Sebagai salah satu sumber devisa Indonesia dalam beberapa dasawarsa terakhir, industri pertambangan dengan segala bentuk dan jenisnya menjadi isu yang menarik dan memiliki dimensi yang besar dalam kehidupan masyarakat Indonesia. Menjadi isu yang menarik karena kalau kita berbicara mengenai

pertambangan yang menjadi fokus adalah mengenai isu ekonomi dimana negara dan perusahaan besar (nasional dan asing) mendapatkan keuntungan dari proses dan hasil dari pertambangan. Negara dalam hal ini mendapatkan penerimaan baik yang berupa pajak maupun bukan pajak. Sedangkan perusahaan pertambangan mendapatkan hasil dari penjualan bahan galian yang diekpolitasi. Di satu sisi ada banyak aspek juga yang terabaikan dalam hal mengejar keuntungan ekonomi di bidang pertambangan. Sebagai contoh dengan berdirinya perusahaan pertambangan, meminta negara untuk menyediakan aparat keamanan yang berlebihan dengan alih-alih merupakan sumber pendapatan negara dan menjaga tempat yang strategis. Tetapi yang kemudian terjadi ada beberapa tindak kekerasan yang mengarah pada pelanggaran HAM yang dilakukan aparat keamanan terhadap masyarakat sekitar yang dianggap melakukan kekacauan atau gangguan sehingga kehidupan masyarakat di daerah pertambangan semakin terdesak. Negara dalam hal ini bukan saja melakukan pelanggaran, tetapi telah gagal dalam hal melindungi masyarakatnya. Dalam konteks sosial budaya kita dapat melihat mulai tergerusnya nilai-nilai budaya dan kearifan lokal diganti dengan hadirnya alat-alat berat yang bergerak tanpa batas dengan suara bising dan polusinya.
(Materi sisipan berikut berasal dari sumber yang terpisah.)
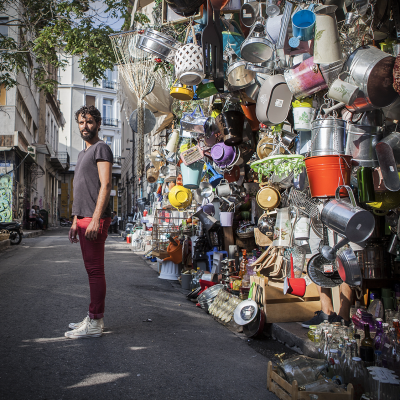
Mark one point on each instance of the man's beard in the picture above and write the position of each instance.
(90, 134)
Hal ini juga didukung dengan kebijakan di bidang pertanian dan pangan yang lebih berorientasi pasar dan hasil. Selain itu yang tidak kalah penting adalah aspek lingkungan. Aspek ini kemudian menjadi kriteria terakhir dalam penentuan kebijakan ekonomi dan proses produksi dalam skala makro dan mikro dalam sektor pertambangan. Kalau kerusakan dan pencemaran diliput oleh media dan ada korban terluka atau bahkan meninggal, maka baru saat itu juga Pemerintah dan Pemerintah Daerah memikirkan untuk mengambil langkah-langkah penanganannya.


UUD 1945 Pasal 33 ayat 3 dengan jelas mengatakan bahwa "Bumi, air dan kekayaaan alam yang terkandung di dalamnya dikuasai oleh Negara dan dipergunakan untuk sebesar-besarnya kemakmuran rakyat". Secara sederhana semua yang dihasilkan dari kekayaan alam Indonesia hanya untuk masyarakat Indonesia. Ini adalah keputusan final di mana kita menganut negara kesejahteraan (welfare state). Jadi bukan untuk kepentingan perseorangan, perusahaan besar, bahkan negara (Pemerintah) Indonesia sendiri. Dalam hal ini, Bagir Manan menyatakan bahwa pengusaan negara atas pertambangan dengan sebesar-besar kemakmuran rakyat menimbulkan kewajiban negara yaitu bahwa segala bentuk pemanfaatan sumber daya alam pertambangan serta hasil yang didapat di dalamnya (kekayaan alam), harus secara nyata meningkatkan kemakmuran dan kesejahteraan masyarakat.


Pentingnya Pengawasan Pengelolaan  Pertambangan 


Penegakan hukum meliputi penegakan hukum preventif dan represif. Penegakan hukum lingkungan merupakan upaya untuk mencapai ketaatan terhadap peraturan dan persyaratan dalam ketentuan hukum yang berlaku secara umum, individual, melalui pengawasan dan penerapan sanksi administrasi, kepidanaan dan keperdataan. Penegakan hukum lingkungan juga berkaitan erat dengan kemampuan aparatur dan kepatuhan masyarakat terhadap peraturan yang berlaku.


Keith Hawkins mengemukakan bahwa penegakan hukum dapat dilihat dari dua sistem atau strategi, yang disebut compliance dengan conciliatory style sebagai karakteristiknya dan sanctioning dengan penal style sebagai karakteristiknya. Block sebagaimana dikutip oleh Hawkins menyatakan, bahwa conciliatory style itu remedial, suatu metode social repair and maintenance, assistance of  people in trouble, berkaitan dengan what is necessary to ameliorate a bad situation. Sedangkan penal control prohibits with punishment, sifanya adalah accusatory, hasilnya binary yaitu: all or nothing, punishment or nothing.


Penegakan hukum lingkungan preventif dapat berupa dialog, diskusi, penyuluhan dan pemantauan. Secara lebih luas penegakan hukum lingkungan preventif mengarah pada pengawasan yang dilakukan oleh pihak yang berwenang. Dalam hal ini pengawasan terletak pada pejabat pemberi izin usaha di bidang pertambangan sesuai dengan kewenangannya.